The Catacombs of Paris

Alternative tourism in Paris

Although it has been some time since Halloween, any visit to Paris, especially when it is not the first time and there is no urgency to get the best pictures of the Eiffel Tower and Notre Dame, may be well complemented by a visit to the Catacombs of Paris.

Visit Catacombs in Paris? Well, why not?! After all, between the sewers and catacombs, no wonder why the Parisians often say that “Paris repose surunGruyère”, meaning that their city is built on top of a Gruyere cheese, the very typical cheese full of holes on it.

The Catacombs of Paris were opened for its current purpose in the late 18th century. Until then, the tunnels had served as limestone quarrying for construction purposes. In 1780 however, the largest cemetery in Paris, the Cimetière des Saints-Innocents in the Les Halles district had to be closed for public health reasons and after requests of the neighbors.

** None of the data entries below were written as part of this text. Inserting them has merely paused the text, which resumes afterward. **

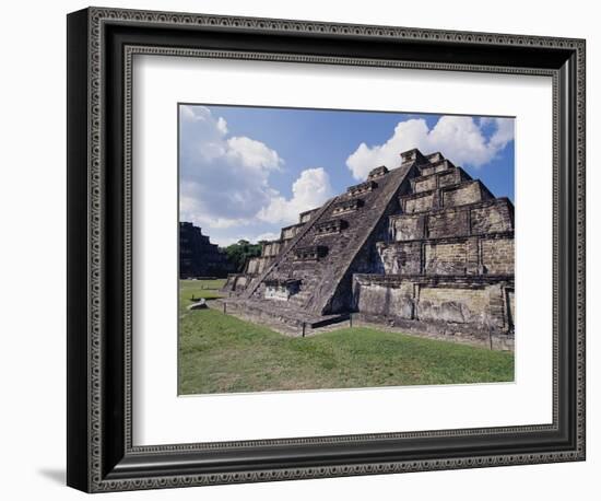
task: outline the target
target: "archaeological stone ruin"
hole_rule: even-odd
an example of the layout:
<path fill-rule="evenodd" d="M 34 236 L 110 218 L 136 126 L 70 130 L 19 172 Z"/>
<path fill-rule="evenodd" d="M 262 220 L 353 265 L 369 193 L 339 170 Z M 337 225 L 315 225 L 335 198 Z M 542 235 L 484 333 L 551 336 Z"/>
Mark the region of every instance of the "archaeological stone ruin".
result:
<path fill-rule="evenodd" d="M 228 313 L 306 333 L 347 321 L 512 349 L 514 206 L 410 150 L 229 275 Z M 314 330 L 315 331 L 315 330 Z"/>
<path fill-rule="evenodd" d="M 179 278 L 226 277 L 233 269 L 225 253 L 200 228 L 179 223 Z"/>

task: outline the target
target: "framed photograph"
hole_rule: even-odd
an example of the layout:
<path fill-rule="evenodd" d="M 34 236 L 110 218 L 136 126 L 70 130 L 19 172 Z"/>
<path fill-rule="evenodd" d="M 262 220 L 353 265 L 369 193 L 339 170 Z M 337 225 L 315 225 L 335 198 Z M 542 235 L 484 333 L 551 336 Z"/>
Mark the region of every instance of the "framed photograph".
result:
<path fill-rule="evenodd" d="M 585 459 L 585 40 L 68 16 L 68 485 Z"/>

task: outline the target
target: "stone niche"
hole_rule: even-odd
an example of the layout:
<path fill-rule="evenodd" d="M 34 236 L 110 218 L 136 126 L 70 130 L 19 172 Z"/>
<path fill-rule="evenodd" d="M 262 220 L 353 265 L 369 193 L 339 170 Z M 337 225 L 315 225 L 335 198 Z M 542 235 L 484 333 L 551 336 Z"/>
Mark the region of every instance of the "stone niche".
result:
<path fill-rule="evenodd" d="M 515 250 L 512 237 L 483 237 L 480 245 L 484 273 L 514 273 Z"/>
<path fill-rule="evenodd" d="M 479 180 L 462 183 L 457 186 L 447 187 L 441 190 L 443 207 L 466 206 L 476 203 L 490 197 L 486 190 L 482 189 Z"/>
<path fill-rule="evenodd" d="M 328 247 L 325 245 L 310 245 L 294 249 L 295 261 L 316 261 L 328 255 Z"/>
<path fill-rule="evenodd" d="M 311 210 L 306 210 L 305 212 L 300 212 L 298 214 L 298 222 L 299 223 L 308 223 L 318 210 L 319 209 L 311 209 Z"/>
<path fill-rule="evenodd" d="M 474 207 L 470 218 L 471 232 L 474 235 L 514 230 L 514 211 L 506 198 L 499 198 L 494 203 Z"/>
<path fill-rule="evenodd" d="M 300 290 L 300 280 L 266 280 L 264 299 L 275 301 L 287 301 Z"/>
<path fill-rule="evenodd" d="M 401 198 L 403 212 L 412 214 L 415 212 L 426 212 L 436 208 L 436 190 L 425 191 L 419 195 L 410 195 Z"/>
<path fill-rule="evenodd" d="M 248 275 L 261 273 L 267 266 L 271 263 L 271 257 L 251 257 L 246 265 L 246 272 Z"/>
<path fill-rule="evenodd" d="M 445 210 L 427 217 L 427 235 L 429 238 L 469 234 L 470 219 L 467 210 Z"/>
<path fill-rule="evenodd" d="M 263 257 L 275 257 L 280 254 L 282 249 L 282 242 L 274 240 L 272 242 L 266 242 L 263 248 L 261 249 L 261 255 Z"/>
<path fill-rule="evenodd" d="M 436 189 L 436 176 L 426 176 L 415 180 L 413 184 L 413 191 L 420 194 L 422 191 Z"/>
<path fill-rule="evenodd" d="M 460 289 L 420 287 L 416 316 L 425 322 L 491 325 L 491 293 L 500 296 L 496 287 Z M 503 325 L 503 324 L 502 324 Z"/>
<path fill-rule="evenodd" d="M 367 178 L 376 179 L 378 177 L 385 176 L 386 174 L 388 174 L 388 168 L 386 167 L 386 165 L 380 165 L 379 167 L 373 168 Z"/>
<path fill-rule="evenodd" d="M 332 214 L 345 214 L 347 212 L 354 212 L 360 210 L 364 206 L 364 201 L 361 198 L 353 198 L 351 200 L 339 201 L 334 205 L 332 209 Z"/>
<path fill-rule="evenodd" d="M 304 225 L 305 223 L 298 223 L 298 224 L 293 224 L 291 226 L 282 228 L 282 234 L 280 236 L 280 240 L 294 238 L 298 234 L 298 232 L 300 232 Z"/>
<path fill-rule="evenodd" d="M 332 219 L 330 221 L 323 221 L 315 225 L 316 236 L 326 236 L 338 234 L 349 226 L 349 223 L 343 219 Z"/>
<path fill-rule="evenodd" d="M 351 197 L 356 197 L 357 195 L 363 195 L 368 191 L 373 191 L 378 187 L 378 184 L 375 180 L 366 180 L 365 183 L 360 183 L 358 185 L 350 186 L 346 189 L 346 194 Z"/>
<path fill-rule="evenodd" d="M 377 249 L 388 275 L 420 275 L 422 269 L 421 242 L 378 243 Z"/>
<path fill-rule="evenodd" d="M 425 237 L 424 215 L 391 215 L 389 218 L 389 226 L 392 241 L 401 242 Z"/>

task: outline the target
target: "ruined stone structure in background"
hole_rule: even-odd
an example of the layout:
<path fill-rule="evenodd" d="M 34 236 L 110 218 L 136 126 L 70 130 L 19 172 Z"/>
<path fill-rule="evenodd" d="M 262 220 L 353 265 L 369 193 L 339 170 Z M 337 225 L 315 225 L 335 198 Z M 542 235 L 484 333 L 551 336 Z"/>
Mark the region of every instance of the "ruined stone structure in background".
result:
<path fill-rule="evenodd" d="M 179 278 L 226 277 L 234 267 L 200 228 L 179 223 Z"/>
<path fill-rule="evenodd" d="M 440 153 L 411 150 L 299 214 L 224 290 L 259 322 L 317 328 L 353 313 L 511 348 L 514 206 Z"/>

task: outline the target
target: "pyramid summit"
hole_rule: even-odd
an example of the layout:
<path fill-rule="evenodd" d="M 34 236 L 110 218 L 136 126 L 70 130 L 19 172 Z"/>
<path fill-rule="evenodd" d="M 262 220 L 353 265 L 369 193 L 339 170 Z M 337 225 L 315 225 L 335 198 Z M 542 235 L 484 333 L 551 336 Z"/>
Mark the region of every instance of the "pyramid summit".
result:
<path fill-rule="evenodd" d="M 292 334 L 353 314 L 510 349 L 511 201 L 440 152 L 400 156 L 264 243 L 228 276 L 228 311 Z"/>

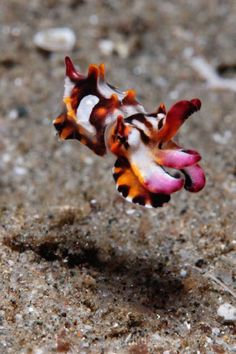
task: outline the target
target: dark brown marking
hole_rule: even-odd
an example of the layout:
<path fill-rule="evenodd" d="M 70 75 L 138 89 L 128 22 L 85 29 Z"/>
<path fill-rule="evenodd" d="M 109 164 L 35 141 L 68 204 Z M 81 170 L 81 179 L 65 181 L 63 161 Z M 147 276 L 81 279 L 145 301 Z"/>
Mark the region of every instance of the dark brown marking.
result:
<path fill-rule="evenodd" d="M 114 178 L 115 182 L 118 180 L 118 178 L 119 178 L 122 174 L 123 174 L 122 171 L 113 173 L 113 178 Z"/>
<path fill-rule="evenodd" d="M 147 121 L 147 118 L 143 113 L 136 113 L 130 117 L 125 118 L 126 123 L 132 124 L 133 120 L 137 120 L 138 122 L 143 123 L 149 129 L 152 128 L 152 123 Z"/>
<path fill-rule="evenodd" d="M 146 204 L 146 200 L 143 195 L 137 195 L 136 197 L 133 198 L 132 202 L 135 204 L 140 204 L 140 205 Z"/>
<path fill-rule="evenodd" d="M 122 158 L 122 157 L 119 157 L 116 162 L 115 162 L 115 167 L 126 167 L 126 168 L 129 168 L 130 167 L 130 164 L 129 164 L 129 161 L 126 159 L 126 158 Z"/>

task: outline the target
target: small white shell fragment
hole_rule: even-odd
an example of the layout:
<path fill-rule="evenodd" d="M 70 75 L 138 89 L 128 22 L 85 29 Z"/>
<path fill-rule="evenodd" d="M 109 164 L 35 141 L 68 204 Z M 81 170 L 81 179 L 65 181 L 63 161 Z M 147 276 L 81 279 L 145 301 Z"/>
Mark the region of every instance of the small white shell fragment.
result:
<path fill-rule="evenodd" d="M 236 307 L 225 303 L 220 305 L 217 310 L 217 315 L 223 317 L 225 322 L 235 322 L 236 321 Z"/>
<path fill-rule="evenodd" d="M 111 55 L 114 50 L 114 42 L 110 39 L 102 39 L 98 43 L 98 47 L 102 54 L 104 55 Z"/>
<path fill-rule="evenodd" d="M 68 27 L 49 28 L 37 32 L 33 40 L 38 48 L 48 52 L 67 52 L 74 48 L 76 36 Z"/>

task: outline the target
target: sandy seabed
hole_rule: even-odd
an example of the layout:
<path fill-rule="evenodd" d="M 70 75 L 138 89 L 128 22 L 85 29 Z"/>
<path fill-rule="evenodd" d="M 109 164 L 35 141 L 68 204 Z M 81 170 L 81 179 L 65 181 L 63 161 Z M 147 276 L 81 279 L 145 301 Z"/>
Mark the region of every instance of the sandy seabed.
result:
<path fill-rule="evenodd" d="M 234 353 L 235 1 L 3 0 L 0 3 L 0 352 Z M 71 53 L 33 36 L 68 26 Z M 104 40 L 108 40 L 107 42 Z M 152 111 L 199 97 L 181 130 L 207 185 L 145 210 L 115 192 L 112 158 L 60 142 L 64 55 L 135 88 Z M 204 75 L 203 75 L 204 76 Z"/>

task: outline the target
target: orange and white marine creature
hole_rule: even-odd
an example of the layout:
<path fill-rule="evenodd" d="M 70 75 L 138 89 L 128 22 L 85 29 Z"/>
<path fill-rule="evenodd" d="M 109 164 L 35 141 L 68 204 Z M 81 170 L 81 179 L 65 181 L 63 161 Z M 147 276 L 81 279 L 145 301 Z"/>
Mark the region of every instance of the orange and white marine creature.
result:
<path fill-rule="evenodd" d="M 156 208 L 183 187 L 190 192 L 204 187 L 201 156 L 173 141 L 200 109 L 199 99 L 179 101 L 169 111 L 161 104 L 147 113 L 133 90 L 121 92 L 105 81 L 104 65 L 90 65 L 83 75 L 70 58 L 65 64 L 65 106 L 53 124 L 61 139 L 77 139 L 97 155 L 116 156 L 113 177 L 126 200 Z"/>

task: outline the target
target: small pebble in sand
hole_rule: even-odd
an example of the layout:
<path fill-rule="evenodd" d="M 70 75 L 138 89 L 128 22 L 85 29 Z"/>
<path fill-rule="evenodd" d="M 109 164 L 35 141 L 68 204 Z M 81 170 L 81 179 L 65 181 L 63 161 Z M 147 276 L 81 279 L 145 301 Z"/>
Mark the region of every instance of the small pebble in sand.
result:
<path fill-rule="evenodd" d="M 49 28 L 37 32 L 33 40 L 36 47 L 48 52 L 68 52 L 74 48 L 76 36 L 68 27 Z"/>
<path fill-rule="evenodd" d="M 236 321 L 236 307 L 225 303 L 220 305 L 217 310 L 217 315 L 223 317 L 225 322 L 235 322 Z"/>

Five years later, a decree made it necessary to remove all human remains from this cemetery.

In 1777 the king created a department of quarries to reinforce the old quarries and prevent, by these means, the collapse of the city. It was decided that all the bones from the cemeteries of the city shall be deposited in the out-of-use limestone quarries that were located in the district of Tombe-Issoire. Work continued until 1860 but the former quarries, now come catacombs, opened in the early 19th century for the general public.

The entry to the Catacombs is located in the No. 1 of Avenue du Colonel, near the metro station Denfert-Rochereau, reachable with metro lines 4 and 6, and RER line B. You can also access the Catacombs taking the buses 38 and 68.

After descending 20 meters under the ground (130 steps), visitors must walk through a narrow tunnel of about 500 meters below the Avenue René Coty to reach the “workshop” where pillars are still used to prevent subsidence as in times the quarries were being used. Then you will arrive in Port Mahon, where Décure, a quarry worker who had been previously imprisoned in the town of Port-Mahon in the Balearic Island of Minorca, reproduced the fort of this city and made other sculptures. Décure unfortunately died in the quarries during a collapse.

After passing the “foot bath of the quarry workers”, an underground body of crystal clear water discovered by quarry workers and used to mix cement, you will reach the ossuary, which greets visitors with a sign: “Stop, here lies the power of death “. Passing through this portal you will access some 780 meters of corridors where the remains of approximately 6 million Parisians rest, distributed orderly and in artistic shapes.

The skulls and long bones are lined up in front, while the rest of the bones lie piled up behind. Some bones are arranged in heart shapes, circles, wreaths or other structures. Other bones are used to decorate pillars or barrels. There are traces of familiar people and many other anonymous people. Those deceased at the time of the French Revolution, which were among the few directly buried in the Catacombs. The story of amacabre illegal underground concert and that of sepulchral lamp used for air circulation prior to the air holes are some of the other things that can be seen in the tour, accompanied by carved phrases alluding to the brevity of life and impending death.

The tour ends when you walk by an educational corridor under the Dumoncel Remy Street, which explains the major damage that may occur to the limestone quarries of Paris when the roof collapses. The tour ends by number 36 of the DumoncelRémy street, a few blocks from the point of entry and close to the metro stations Mouton Duvernet and Alésia. A gift shop is conveniently located opposite the exit.

The catacombs of Paris can be visited from Tuesday to Sunday from 10am to 5pm, except on national holidays. The last entry can take place at 16 hours. The cost of admission is 8 euros, but there is a 50% reduction for students and other benefited groups. You can skip the line and book a walking tour by clicking here.

A printed map of the catacombs and explanation of the points of interest is given to those who enter, but you can also hire an audio guide for 3 euros; available in English. Guided tours are available, but must be booked in advance.

In total, the route takes 2 miles and can be covered in about 45 minutes, or more, depending on your interests. Flash and tripod pictures are not allowed. The tunnels have a temperature of 14 degrees Celsius and moisture or mud may be present in some parts, so you should wear appropriate footwear. There are no toilets, so be sure to use the bathroom before entering.

The Catacombs, a different way to enjoy tourism in Paris!